TOKYO -- Nissan is considering giving its alliance partner Renault some seats on planned oversight committees after Renault expressed discontent with the envisioned governance reform, a source said.
The two-decade-old partnership of Nissan and Renault was plunged into a crisis after Renault's demand for a greater say in Nissan's new governance system drew rare public censure by Nissan.
Renault, which owns 43.4 percent of Nissan, signaled it would block Nissan from formally adopting an overhauled governance structure at a June 25 shareholder meeting -- unless Renault received representation on new Nissan committees.

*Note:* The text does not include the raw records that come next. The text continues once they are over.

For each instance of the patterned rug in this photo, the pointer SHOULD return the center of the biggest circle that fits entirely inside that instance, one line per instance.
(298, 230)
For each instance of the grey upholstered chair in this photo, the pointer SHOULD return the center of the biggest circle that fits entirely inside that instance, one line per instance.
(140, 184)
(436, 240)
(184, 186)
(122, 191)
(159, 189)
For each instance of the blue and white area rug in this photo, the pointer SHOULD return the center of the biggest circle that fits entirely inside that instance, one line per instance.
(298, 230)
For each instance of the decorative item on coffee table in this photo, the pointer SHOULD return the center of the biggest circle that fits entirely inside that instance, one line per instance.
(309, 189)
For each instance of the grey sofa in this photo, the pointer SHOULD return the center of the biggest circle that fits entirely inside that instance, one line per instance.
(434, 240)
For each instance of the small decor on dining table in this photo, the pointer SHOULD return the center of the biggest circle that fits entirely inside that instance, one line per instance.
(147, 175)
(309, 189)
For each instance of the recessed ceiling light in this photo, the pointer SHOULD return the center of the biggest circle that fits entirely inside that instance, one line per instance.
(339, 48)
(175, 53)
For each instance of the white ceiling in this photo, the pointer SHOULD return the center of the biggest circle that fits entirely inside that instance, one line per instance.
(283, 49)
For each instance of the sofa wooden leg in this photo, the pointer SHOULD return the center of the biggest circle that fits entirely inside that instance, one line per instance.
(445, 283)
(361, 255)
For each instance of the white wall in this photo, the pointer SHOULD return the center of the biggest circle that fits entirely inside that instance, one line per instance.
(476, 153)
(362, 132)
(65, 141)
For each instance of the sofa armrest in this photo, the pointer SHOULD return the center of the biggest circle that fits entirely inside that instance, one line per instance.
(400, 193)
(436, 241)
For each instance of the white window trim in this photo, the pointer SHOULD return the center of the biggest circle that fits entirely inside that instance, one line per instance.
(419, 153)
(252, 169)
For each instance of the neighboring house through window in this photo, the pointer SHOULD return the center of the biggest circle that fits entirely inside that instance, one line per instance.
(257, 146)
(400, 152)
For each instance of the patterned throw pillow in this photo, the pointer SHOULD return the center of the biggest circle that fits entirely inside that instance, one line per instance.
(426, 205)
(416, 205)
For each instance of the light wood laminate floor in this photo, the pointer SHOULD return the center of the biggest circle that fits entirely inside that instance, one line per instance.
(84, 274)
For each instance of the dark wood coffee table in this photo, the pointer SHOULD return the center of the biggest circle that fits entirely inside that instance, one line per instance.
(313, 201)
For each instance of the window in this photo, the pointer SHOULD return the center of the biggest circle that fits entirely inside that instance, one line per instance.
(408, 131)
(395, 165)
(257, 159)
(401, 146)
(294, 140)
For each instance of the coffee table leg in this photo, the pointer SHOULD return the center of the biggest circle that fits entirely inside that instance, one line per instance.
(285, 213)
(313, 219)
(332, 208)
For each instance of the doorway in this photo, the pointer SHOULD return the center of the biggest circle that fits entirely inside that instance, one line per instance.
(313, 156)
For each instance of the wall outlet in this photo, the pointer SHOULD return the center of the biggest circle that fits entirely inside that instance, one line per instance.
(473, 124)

Nissan is now considering having Renault executives as members of the nomination, audit and compensation committees, a person with direct knowledge said.
"Nissan will have to make concessions for our governance reform," the person said. "Whether two or three seats, we still don't know how many committees we will be giving to Renault, but we are in talks with Renault to give some seats to someone recommended by Renault."
Renault Chairman Jean-Dominique Senard said earlier in the week that he was confident of reaching an agreement with Nissan on the composition of the Japanese company's main board committees.
He said he would support Nissan's governance reform if Nissan allowed Renault's two representatives on Nissan's board to be part of its powerful committees.
Nissan had offered to let only Senard to sit on the committees but Renault is insisting its CEO Thierry Bollore also have a role.
A second source familiar with Nissan's thinking said that there is no agreement yet on Renault's recommendations and the two companies are still negotiating.
"There is still a gap ... both sides need to make concessions. The question is whether they can narrow (the gap)," this person said.